Our relationship has not been without problems, though presently there are far fewer than there were at the beginning. Jealousy, anger, and a struggle for power defined us for a long time. The worst external factor to our relationship has been his parents. I love them, but they are toxic. They display all of the symptoms of adult children of alcoholics, and though I love them dearly, I prefer to stay at a safe distance from them. Intentional attempted sabotage, financial ruin, and general family drama are just a few of their influences we have survived along the way. In the end we have learned our lessons… but there have been unexpected repercussions as a result of these struggles.
Anxiety, can we even define it? I will resist actually checking a dictionary and contemplate the word on my own. Anxiety to me is a horrible feeling that develops in the stomach and spreads throughout the body, sometimes resulting in paralysis. It is an initiator to countless other negative emotions and thoughts. It is a catalyst to worrisome brain storming. Anxiety strips us of belief in ourselves or other people. Anxiety shows itself through emotional, metal and physical symptoms. Difficult to define, difficult to pin down… and difficult to overcome.
I think I have struggled with anxiety for most of my life. I have been a habitual people-pleaser, a goody-two-shoes. I always find myself wondering where I stand with other people, generally assuming the worst. I defend myself with a hard no-care shell, and have lost touch with what it means to truly ‘be myself.’ My partner was secretive, overly emotional, and rebellious. Both of us are angry. We habitually don’t give ourselves enough credit, experience regular self-loathing, perfectionism, and spend too much time in our own heads.
My true self is someone of a positive, idealistic, optimistic attitude. I love life and people. I love great conversation, indulging in delicious food and drink. I love the arts and crafting. I love gardens and nature. I love physically exerting myself in work or sport. I am an ambitious over-achiever, love being on the go, but have to remember not to burn the candle at both ends. My partner is endlessly caring and compassionate. He has a child-like sense of humour, loves physical exercise, loves projects of all sorts and seeing them through to the end. He is ambitious and strives for success.

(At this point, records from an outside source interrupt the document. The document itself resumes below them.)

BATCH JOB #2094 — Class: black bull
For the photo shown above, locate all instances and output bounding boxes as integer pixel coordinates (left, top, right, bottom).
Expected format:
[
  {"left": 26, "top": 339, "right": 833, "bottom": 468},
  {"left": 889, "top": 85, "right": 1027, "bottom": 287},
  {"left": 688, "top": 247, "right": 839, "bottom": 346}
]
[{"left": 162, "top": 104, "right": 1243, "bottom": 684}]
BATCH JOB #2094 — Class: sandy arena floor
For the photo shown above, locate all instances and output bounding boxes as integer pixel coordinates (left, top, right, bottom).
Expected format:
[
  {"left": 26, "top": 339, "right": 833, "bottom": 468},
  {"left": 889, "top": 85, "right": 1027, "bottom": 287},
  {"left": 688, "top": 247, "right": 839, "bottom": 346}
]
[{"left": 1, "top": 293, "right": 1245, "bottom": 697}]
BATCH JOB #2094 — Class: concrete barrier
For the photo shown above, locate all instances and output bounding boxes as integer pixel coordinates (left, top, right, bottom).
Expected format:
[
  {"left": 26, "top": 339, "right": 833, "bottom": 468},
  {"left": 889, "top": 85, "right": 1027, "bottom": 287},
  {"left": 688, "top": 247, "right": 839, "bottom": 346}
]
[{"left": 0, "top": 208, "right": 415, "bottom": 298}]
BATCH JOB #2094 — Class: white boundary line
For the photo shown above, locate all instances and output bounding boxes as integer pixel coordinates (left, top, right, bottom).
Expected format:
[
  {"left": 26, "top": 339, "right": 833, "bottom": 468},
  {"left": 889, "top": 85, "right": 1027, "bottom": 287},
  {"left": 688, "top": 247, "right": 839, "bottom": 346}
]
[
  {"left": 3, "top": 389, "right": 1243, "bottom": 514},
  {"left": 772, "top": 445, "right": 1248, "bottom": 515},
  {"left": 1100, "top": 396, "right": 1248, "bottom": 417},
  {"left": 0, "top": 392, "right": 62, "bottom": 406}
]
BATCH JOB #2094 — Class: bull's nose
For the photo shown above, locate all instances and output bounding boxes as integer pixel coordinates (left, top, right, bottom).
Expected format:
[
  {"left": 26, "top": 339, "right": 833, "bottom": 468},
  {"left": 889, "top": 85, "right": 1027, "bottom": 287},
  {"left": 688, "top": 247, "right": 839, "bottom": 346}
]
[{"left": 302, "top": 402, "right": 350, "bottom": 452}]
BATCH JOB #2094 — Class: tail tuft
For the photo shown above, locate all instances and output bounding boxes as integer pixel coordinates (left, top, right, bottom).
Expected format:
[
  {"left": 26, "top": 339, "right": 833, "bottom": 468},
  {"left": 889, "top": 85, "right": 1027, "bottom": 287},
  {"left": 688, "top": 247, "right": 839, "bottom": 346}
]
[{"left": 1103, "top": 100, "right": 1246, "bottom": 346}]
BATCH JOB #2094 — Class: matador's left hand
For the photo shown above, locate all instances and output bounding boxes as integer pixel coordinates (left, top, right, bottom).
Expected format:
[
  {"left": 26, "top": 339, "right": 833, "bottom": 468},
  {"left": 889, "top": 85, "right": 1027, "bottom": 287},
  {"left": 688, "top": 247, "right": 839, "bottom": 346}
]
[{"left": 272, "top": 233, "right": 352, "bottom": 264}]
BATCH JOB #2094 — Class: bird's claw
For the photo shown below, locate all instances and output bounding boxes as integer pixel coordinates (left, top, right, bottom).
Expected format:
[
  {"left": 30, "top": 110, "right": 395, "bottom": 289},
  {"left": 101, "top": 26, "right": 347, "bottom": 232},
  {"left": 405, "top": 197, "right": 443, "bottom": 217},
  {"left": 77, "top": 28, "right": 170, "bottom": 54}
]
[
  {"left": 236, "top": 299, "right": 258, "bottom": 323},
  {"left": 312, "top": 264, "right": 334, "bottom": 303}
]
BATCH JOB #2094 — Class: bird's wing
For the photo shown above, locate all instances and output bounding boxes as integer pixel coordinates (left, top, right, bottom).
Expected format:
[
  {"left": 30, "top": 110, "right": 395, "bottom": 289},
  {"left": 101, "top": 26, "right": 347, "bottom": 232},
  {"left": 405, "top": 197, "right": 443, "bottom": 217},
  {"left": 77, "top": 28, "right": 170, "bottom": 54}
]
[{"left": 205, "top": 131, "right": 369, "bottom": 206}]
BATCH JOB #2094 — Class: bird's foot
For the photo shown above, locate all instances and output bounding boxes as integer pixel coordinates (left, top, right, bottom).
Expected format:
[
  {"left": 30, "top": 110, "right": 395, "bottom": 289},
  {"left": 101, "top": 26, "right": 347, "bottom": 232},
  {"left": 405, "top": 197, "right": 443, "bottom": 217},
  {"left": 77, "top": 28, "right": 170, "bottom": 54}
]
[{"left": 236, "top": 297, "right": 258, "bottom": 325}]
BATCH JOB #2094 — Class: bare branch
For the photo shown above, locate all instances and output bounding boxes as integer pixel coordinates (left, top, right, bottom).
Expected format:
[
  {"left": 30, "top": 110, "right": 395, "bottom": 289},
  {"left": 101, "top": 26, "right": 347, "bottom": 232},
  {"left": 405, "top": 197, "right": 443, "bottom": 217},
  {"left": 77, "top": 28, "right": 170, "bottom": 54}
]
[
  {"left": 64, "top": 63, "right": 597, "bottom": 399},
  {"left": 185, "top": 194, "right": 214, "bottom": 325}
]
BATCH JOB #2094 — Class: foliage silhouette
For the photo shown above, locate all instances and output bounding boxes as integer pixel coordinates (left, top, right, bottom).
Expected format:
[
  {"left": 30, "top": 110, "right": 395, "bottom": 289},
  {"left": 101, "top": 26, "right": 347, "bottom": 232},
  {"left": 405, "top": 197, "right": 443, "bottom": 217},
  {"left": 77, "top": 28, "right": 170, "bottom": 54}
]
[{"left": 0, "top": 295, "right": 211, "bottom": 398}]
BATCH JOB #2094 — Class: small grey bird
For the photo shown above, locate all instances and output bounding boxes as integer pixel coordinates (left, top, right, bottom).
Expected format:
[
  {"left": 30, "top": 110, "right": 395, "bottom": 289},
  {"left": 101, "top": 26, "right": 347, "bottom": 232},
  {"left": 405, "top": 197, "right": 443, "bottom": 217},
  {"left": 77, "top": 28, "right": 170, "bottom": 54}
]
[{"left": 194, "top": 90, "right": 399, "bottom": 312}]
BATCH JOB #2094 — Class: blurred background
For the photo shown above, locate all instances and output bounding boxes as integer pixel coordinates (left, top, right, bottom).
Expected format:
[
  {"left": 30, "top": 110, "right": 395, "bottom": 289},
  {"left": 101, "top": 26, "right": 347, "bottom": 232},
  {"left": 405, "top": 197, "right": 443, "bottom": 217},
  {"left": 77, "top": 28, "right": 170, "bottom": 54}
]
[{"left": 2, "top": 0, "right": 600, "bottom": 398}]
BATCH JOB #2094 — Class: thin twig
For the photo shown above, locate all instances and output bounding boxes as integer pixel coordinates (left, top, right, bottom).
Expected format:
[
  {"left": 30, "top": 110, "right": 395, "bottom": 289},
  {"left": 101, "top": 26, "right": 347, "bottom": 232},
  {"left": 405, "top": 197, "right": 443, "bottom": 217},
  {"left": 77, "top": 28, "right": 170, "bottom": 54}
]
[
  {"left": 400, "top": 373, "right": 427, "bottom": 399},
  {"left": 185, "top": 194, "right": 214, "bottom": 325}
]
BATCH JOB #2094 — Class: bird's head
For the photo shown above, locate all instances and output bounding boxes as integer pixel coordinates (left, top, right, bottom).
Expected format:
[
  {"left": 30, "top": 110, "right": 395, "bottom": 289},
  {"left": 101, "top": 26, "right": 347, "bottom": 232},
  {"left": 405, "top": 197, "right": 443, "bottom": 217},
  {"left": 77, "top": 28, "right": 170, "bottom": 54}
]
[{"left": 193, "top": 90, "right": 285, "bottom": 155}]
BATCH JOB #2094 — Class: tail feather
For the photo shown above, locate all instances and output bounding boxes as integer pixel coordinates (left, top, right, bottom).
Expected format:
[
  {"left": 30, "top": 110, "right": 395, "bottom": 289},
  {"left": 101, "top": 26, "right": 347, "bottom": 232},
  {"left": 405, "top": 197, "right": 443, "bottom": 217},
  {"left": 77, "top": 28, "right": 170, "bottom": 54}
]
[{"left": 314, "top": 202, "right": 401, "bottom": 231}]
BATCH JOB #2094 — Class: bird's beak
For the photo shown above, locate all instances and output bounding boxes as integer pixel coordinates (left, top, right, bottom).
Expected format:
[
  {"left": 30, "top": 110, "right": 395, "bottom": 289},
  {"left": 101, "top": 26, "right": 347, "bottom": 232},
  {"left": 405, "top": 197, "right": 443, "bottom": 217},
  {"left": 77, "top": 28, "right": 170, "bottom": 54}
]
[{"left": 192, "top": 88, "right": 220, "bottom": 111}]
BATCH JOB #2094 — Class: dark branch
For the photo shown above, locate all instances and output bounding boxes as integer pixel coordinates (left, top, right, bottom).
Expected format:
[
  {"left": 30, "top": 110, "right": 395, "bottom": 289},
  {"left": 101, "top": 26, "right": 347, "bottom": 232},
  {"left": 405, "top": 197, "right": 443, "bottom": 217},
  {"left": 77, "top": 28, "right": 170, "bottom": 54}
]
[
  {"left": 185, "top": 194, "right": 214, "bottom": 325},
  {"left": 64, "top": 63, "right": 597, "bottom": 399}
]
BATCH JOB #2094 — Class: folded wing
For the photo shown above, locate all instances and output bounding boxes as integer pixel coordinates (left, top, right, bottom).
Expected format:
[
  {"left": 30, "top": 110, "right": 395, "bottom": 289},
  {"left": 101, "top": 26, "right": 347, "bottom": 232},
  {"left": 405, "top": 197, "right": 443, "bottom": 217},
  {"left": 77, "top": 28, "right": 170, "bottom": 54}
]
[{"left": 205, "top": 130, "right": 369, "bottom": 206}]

Unfortunately these split personalities are all of who we are. Anxiety creeps through our true selves and hinders our real expression. It is a constant battle that is sometimes not even seen by our own eyes. The beginning of our relationship and those negative experiences with his parents compounded on past experiences to double our anxiety levels. I never really realized it was happening. Michael all of a sudden was unable to work or do anything. He existed solely through escapism and secrets. I found myself more angry than ever, searching outwards for a solution to my uneasiness through art and walking. Our relationship was shameful.
A dramatic and intentional shift of circumstances and events improved both of our anxiety levels dramatically, but somehow there is a reservoir that exists below the surface, sometimes lapping up on the shores of our consciousness. We always have just enough to get by, but I worry that this is because we fear only ever getting by, so that is how we exist. I have been at home with my baby for nearly 14 months, and feel incapable of any job, as though my university education is only enough for me to be worthy of washing dishes or scrubbing toilets. I feel utterly useless, as if my personality could not fit any opportunity and I would surely fail.
Sometimes I find myself sitting for an hour, checking facebook, then twitter, then facebook, then email, then my online bank, then facebook, then twitter. I stop for a moment only to consume junk food. Maybe send a text message. Then find myself on facebook again. I long to be out of the house, but have no where to go and no money to spend. I am in a house with absolutely no furniture except for a folding chair, a trunk, and a mattress, where majority of my belongings still exist in cardboard boxes. I am so thankful for our new place, but feel as though I am floating in nothingness. My brain is a philosophical mess.
When I step back from myself for a brief moment, I ask myself, what is this? What is this feeling and where did it come from? and the answer is always the same. Various labels for the same root: anxiety. I resent his parents for deepening our relationship with anxiety. I resent myself for participating in the dance for so long.
If I could do it again I would hold myself to a few rules. Follow your gut, don’t allow another’s need to learn the hard way impact your life’s circumstances. Do not waste your time explaining yourself or engaging in any way with toxic people. Pick your battles, and fight to understand, not to win. Sometimes it’s okay to give-up, stubbornness is sometimes useful, but not always. Watch your life from afar, and look out for evidence of self-sabotage. Your time, your life, your experience is valuable. Don’t sell yourself short, don’t settle for “not that bad”. You deserve the best, and until you believe that, no one will respect you that way either.
I don’t know where the drain is in my reservoir of anxiety. I am always learning, and for now I will wade to the shore and avoid falling in.